Annals of Internal Medicine is published by the American College of Physicians on the first and third Tuesday of every month. These highlights are not intended to substitute for articles as sources of information. For a copy of an article, call 1-800-523-1546, ext. 2656, or 215-351-2656, or visit www.annals.org. Past highlights are accessible as well.
Americans consume 3,900 mg of sodium per day, 75 percent of which comes from processed food. Health care experts recommend that healthy adults consume no more than 2,300 mg of sodium per day, as too much sodium can increase blood pressure, putting patients at risk for heart attack and stroke. Since moderate reductions in sodium intake can reduce systolic blood pressure, several countries, including the U.S., are considering strategies to reduce population sodium consumption. Researchers sought to determine the cost-effectiveness of two approaches to the problem – government collaboration with food manufacturers to voluntarily reduce sodium in processed foods, or a sodium tax. They constructed a computer model to determine how these strategies could influence population level heart attack and stroke. The researchers found that collaboration with industry would be the better approach, as it would decrease mean population sodium intake by 9.5 percent, and prevent 513,885 strokes and 480,358 heart attacks over the lifetime of adults age 40-85 alive today compared to the status quo.

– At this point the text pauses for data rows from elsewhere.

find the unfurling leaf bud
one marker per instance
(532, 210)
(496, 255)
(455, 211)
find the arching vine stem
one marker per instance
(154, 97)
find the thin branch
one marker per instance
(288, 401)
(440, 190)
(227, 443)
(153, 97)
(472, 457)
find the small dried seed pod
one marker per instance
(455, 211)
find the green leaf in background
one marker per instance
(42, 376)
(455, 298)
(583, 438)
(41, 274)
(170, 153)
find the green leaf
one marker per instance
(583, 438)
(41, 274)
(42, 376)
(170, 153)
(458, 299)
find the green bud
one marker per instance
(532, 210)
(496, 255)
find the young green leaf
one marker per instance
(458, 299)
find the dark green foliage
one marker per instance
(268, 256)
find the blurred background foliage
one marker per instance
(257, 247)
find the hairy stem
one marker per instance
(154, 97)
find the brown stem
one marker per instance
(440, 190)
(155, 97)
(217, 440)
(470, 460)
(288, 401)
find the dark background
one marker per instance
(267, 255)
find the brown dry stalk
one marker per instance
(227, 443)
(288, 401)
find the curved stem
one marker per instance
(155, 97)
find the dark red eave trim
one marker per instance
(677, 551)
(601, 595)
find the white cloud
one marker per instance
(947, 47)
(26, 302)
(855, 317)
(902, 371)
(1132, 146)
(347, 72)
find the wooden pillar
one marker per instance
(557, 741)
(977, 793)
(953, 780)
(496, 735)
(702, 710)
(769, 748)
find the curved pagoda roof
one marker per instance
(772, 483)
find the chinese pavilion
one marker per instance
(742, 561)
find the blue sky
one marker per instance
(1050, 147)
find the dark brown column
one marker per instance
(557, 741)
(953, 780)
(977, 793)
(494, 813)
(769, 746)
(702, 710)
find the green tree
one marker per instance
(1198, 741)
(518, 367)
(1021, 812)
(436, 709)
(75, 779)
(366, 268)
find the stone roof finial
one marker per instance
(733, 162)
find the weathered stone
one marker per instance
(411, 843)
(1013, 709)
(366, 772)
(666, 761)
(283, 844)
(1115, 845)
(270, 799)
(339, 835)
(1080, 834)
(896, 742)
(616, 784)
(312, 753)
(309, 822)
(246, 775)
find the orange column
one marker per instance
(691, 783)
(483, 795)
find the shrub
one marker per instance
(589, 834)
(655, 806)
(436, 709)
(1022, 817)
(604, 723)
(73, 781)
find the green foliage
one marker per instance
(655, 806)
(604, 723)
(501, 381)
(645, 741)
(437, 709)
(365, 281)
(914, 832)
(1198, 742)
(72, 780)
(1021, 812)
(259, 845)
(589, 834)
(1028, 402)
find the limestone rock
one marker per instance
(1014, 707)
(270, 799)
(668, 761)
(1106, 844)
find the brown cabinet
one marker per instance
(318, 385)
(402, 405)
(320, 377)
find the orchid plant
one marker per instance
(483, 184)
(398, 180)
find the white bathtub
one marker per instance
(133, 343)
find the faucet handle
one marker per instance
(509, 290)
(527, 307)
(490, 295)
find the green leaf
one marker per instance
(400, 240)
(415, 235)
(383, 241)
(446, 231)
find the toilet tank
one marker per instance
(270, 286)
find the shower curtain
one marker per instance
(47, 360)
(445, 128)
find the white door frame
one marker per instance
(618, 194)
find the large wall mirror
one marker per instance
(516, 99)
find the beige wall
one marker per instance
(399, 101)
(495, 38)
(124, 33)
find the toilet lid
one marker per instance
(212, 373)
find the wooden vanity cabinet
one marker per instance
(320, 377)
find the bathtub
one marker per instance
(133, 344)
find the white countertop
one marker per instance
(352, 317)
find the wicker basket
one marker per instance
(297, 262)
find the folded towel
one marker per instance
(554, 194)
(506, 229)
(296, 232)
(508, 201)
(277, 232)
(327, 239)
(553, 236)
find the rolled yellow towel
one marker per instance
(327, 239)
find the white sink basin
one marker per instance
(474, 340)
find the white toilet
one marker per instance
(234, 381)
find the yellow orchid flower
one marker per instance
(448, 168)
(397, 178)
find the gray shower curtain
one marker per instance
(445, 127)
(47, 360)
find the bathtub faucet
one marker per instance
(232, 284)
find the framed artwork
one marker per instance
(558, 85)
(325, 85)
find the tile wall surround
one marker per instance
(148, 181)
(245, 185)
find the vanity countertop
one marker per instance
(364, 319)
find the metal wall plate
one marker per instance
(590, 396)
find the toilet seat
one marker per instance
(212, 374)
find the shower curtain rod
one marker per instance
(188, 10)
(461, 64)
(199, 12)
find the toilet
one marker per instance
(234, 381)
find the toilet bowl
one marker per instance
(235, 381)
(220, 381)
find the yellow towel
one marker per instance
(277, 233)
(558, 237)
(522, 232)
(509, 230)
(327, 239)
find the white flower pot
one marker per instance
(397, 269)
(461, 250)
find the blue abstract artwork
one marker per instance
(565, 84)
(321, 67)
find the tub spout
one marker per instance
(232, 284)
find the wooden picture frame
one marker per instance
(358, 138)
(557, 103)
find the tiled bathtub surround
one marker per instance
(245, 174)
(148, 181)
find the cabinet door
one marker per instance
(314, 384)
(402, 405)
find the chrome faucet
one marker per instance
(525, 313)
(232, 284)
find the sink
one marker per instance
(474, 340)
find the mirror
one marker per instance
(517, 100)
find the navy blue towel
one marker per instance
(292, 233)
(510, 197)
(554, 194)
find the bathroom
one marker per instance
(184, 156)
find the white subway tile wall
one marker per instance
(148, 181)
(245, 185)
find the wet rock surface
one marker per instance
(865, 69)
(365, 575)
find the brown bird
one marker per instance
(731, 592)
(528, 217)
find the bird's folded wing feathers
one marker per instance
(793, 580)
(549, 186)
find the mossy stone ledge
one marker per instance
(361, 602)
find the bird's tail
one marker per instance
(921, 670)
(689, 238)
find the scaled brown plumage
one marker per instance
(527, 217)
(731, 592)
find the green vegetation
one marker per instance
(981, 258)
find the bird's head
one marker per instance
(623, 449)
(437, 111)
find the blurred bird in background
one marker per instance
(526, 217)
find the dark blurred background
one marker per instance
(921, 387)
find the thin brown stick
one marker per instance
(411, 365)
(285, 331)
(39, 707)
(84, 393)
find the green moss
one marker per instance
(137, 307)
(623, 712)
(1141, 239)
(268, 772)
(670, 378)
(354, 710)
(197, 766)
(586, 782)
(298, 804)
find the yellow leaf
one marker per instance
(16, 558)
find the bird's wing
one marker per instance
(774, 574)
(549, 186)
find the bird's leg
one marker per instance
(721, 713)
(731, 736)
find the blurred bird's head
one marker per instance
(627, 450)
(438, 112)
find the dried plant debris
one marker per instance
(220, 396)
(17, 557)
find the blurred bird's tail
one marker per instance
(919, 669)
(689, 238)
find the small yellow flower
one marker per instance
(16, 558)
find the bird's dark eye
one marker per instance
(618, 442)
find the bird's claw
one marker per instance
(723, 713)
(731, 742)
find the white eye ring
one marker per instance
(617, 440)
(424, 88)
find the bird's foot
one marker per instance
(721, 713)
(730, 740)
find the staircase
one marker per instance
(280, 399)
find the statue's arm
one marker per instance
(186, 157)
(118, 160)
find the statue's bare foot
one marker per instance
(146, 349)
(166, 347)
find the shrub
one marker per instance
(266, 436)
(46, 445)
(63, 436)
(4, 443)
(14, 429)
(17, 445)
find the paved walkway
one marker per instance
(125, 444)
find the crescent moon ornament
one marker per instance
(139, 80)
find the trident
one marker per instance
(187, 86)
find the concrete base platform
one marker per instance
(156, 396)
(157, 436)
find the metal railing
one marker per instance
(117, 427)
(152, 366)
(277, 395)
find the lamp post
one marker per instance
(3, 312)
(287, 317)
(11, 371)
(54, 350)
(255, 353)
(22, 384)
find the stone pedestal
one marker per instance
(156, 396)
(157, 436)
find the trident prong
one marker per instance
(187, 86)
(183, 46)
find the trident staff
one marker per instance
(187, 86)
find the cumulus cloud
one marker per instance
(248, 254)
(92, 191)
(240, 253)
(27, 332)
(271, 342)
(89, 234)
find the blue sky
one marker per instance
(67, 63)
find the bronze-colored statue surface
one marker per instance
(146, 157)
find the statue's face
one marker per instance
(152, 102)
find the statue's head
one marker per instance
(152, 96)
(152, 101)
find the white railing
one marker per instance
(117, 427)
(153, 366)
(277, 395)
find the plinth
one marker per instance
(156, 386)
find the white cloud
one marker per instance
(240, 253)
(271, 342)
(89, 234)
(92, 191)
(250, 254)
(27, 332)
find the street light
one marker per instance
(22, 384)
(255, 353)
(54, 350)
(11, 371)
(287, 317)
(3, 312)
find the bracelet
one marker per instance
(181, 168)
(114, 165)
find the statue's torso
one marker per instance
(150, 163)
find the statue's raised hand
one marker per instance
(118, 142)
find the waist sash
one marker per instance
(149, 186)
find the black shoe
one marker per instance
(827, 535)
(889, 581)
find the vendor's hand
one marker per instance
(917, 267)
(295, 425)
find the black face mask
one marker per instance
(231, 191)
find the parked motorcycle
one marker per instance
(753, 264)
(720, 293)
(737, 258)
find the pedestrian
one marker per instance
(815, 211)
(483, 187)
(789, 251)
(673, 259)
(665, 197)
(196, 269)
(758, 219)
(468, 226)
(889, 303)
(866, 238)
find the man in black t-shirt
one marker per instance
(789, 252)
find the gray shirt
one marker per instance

This would increase quality-adjusted life-years by 2.1 million and save $32 billion in health care costs. A tax on sodium would decrease population sodium intake by 6 percent and increases quality-adjusted life-years by 1.3 million and saves $22.4 billion over the same time period. Thomas Frieden, head of the CDC, provides editorial comment.
Each year, two in 100,000 young athletes succumb to sudden cardiac death. While the mandate to screen young athletes prior to participation in sports is universal, the practice guidelines that define screening recommendations are not uniform. The European Society of Cardiology and the International Olympic committee recommend that pre-sports screening include electrocardiography (ECG), but other medical organizations recommend limiting screening to a focused medical history and physical examination. Researchers studied 510 college athletes to determine if the addition of routine ECG to history and physical examination improved the detection of cardiac abnormalities. They found that adding ECG to the health exam increased detection from five to 10 out of 11 but increased the false positive result rate from 5.5 percent to 16.9 percent. These results suggest that preparticipation screening limited to medical history and physical examination fails to identify a significant percentage of athletes with increased risk for adverse cardiac events, but adding ECG results in more false alarms.
Occult cardiovascular disease is the leading cause of sudden death in young athletes. However, an ongoing debate exists surrounding the optimal approach to screening young competitive athletes for heart abnormalities. Some medical organizations recommend that pre-sports screening include electrocardiography (ECG), while others recommend limiting screening to a focused medical history and physical examination. Including 12-lead ECG in the preparticipation screening of young athletes is controversial because of concerns about cost-effectiveness. Researchers reviewed data for high school and college competitive athletes aged 14 - 22. They found that adding ECG to the current recommended screening strategy of medical history and physical examination reduces sudden death with a cost ratio of $42,900 per life-year. Screening athletes with a cardiovascular-focused history and physical alone is unlikely to save money when compared with a strategy of no screening. The researchers conclude that despite concerns about total cost, the incremental life-years saved by including ECG in student-athlete exams are significant.
Many elderly Americans have an inadequate intake of vitamin D and calcium. Beyond their pivotal role in bone health, vitamin D and calcium have received increasing attention for their cardiovascular benefits, among other advantages. Researchers sought to determine whether vitamin D and calcium supplements reduce the risk for cardiovascular events in adults. They reviewed 17 prospective studies and randomized trials that examined the effect of vitamin D supplementation, calcium supplementation, or both on the risk for cardiovascular events in adults. The researchers found that vitamin D supplements at moderate-to-high doses may possibly reduce cardiovascular disease risk. However, calcium supplements appear to have little or no cardiovascular benefits.
Results of a randomized, controlled trial found greater weight loss at six months with a low-carbohydrate diet than with a calorie restricted, low-fat diet in 132 patients with a mean weight of 288 lbs and a high risk of diabetes. However, after 12 months, there were no significant differences in weight loss. Findings at three years were similar, but the pattern of weight change from 12 to 36 months differed. While the low-carbohydrate group lost more weight at 12 months, they regained more weight during the next 24 months. In contrast, the low-fat group maintained their weight loss. The difference in weight regain may reflect initial weight loss, as greater weight loss from baseline to 12 months was associated with greater weight gain.